While I was assessing those teeth I had this niggly feeling of ‘I don’t think I should be the one doing this’. A feeling that, in retrospect, was pretty much how I felt about most of my work day when I was a young vet.
Note that the feeling I’m describing here is not imposter syndrome. Imposter syndrome is ‘I don’t belong here’, despite being as qualified and as deserving as the next person. The unease I experienced here was quite rational – I have plenty of evidence that there are people out there who can do a much better dental than me.
I don’t think I’m alone in this. I have a suspicion that for a bunch of high achievers who are used to being ‘best in class’ and doing things ‘right’, having to do what we know to be, or perceive to be, potentially sub-standard work is really stressful. We have high standards. In our training we are shown how things are supposed to be done, and then we are thrust into the working world where the business model dictates that we can’t always do it that way. The result: lots of guilt and worry.
(This is definitely not universal – I’ve known, and envied – plenty of vets who seem to thrive on the challenge and love pushing themselves to edge of their comfort zone, but many of us are just not wired that way.)
Contrast that to how I feel these days when I see a vomiting dog, or discuss atopy, or diabetes, or what’s new in the management of urinary tract disease, or any of the topics that we’ve covered extensively on the podcast. This is my jam. I’m up to date and very well qualified.

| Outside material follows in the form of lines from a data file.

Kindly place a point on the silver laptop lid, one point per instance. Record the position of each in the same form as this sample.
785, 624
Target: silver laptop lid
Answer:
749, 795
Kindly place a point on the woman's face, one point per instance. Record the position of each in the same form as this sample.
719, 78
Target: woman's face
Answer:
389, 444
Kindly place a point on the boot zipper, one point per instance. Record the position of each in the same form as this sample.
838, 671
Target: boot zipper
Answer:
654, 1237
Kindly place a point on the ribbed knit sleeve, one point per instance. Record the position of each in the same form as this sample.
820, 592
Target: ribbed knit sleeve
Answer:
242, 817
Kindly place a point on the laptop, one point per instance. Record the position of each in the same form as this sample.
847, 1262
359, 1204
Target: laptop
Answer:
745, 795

I’m also (and I think this is crucial) very clear about the limits of my knowledge – without feeling any shame about it. The reason I can’t answer your question or solve this case isn’t because there’s something wrong with me – I just haven’t learnt it yet, or the complexity of it is beyond what is expected of me as a GP vet. But I know who does know the answer. And counter-intuitively, the more I know, the more comfortable I am with what I don’t know, and about asking for help.
The feeling of mastery, or at least active growth, also massively helps with the other major stressor of vet science: client interactions. I realise now how insecure I felt around clients, driven by that pervasive low level fear of ‘being found out’. I can tell you – this vibe does nothing for driving connection and trust-building – the keystones of good consults.

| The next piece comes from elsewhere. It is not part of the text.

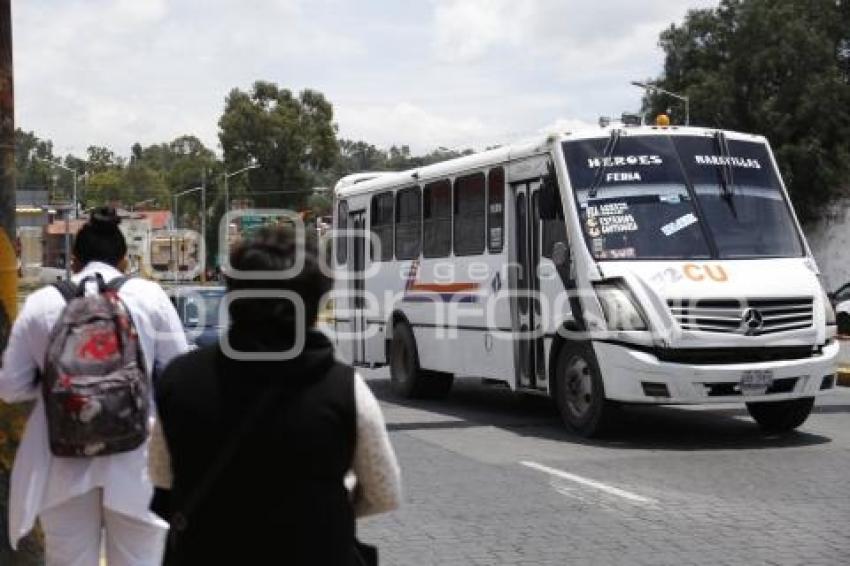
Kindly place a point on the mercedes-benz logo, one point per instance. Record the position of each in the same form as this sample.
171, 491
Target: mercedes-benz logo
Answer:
752, 321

So, what’s the point of my musings?
Here’s how to keep the milk fresh: ongoing, active learning. For many of us a major determinant of how much we’ll enjoy this vet gig will be tied to the confidence that comes from true competence.
Disengaging because ‘too much vet stuff’ doesn’t work’ - I’ve tried it. On-the-job experience alone won’t cut it either, because how often is 10 years’ experience just 1 year’s experience repeated 10 times? (Which took me 10 years to learn!)

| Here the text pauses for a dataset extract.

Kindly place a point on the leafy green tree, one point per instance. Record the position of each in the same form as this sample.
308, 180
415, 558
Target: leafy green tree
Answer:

And it doesn’t need to be heroic. You don’t need to specialise. (Or spend your days making podcasts!) Just commit an hour or so each week getting better at one aspect of your work. Probably the one causing you the most discomfort. You’ll never ‘master’ it all - there’s just too much to know, and things change too fast. But forward motion builds momentum, competence fosters confidence, and it feels good to know your shit!
(By the way – anyone know of any good practical dentistry CE?!)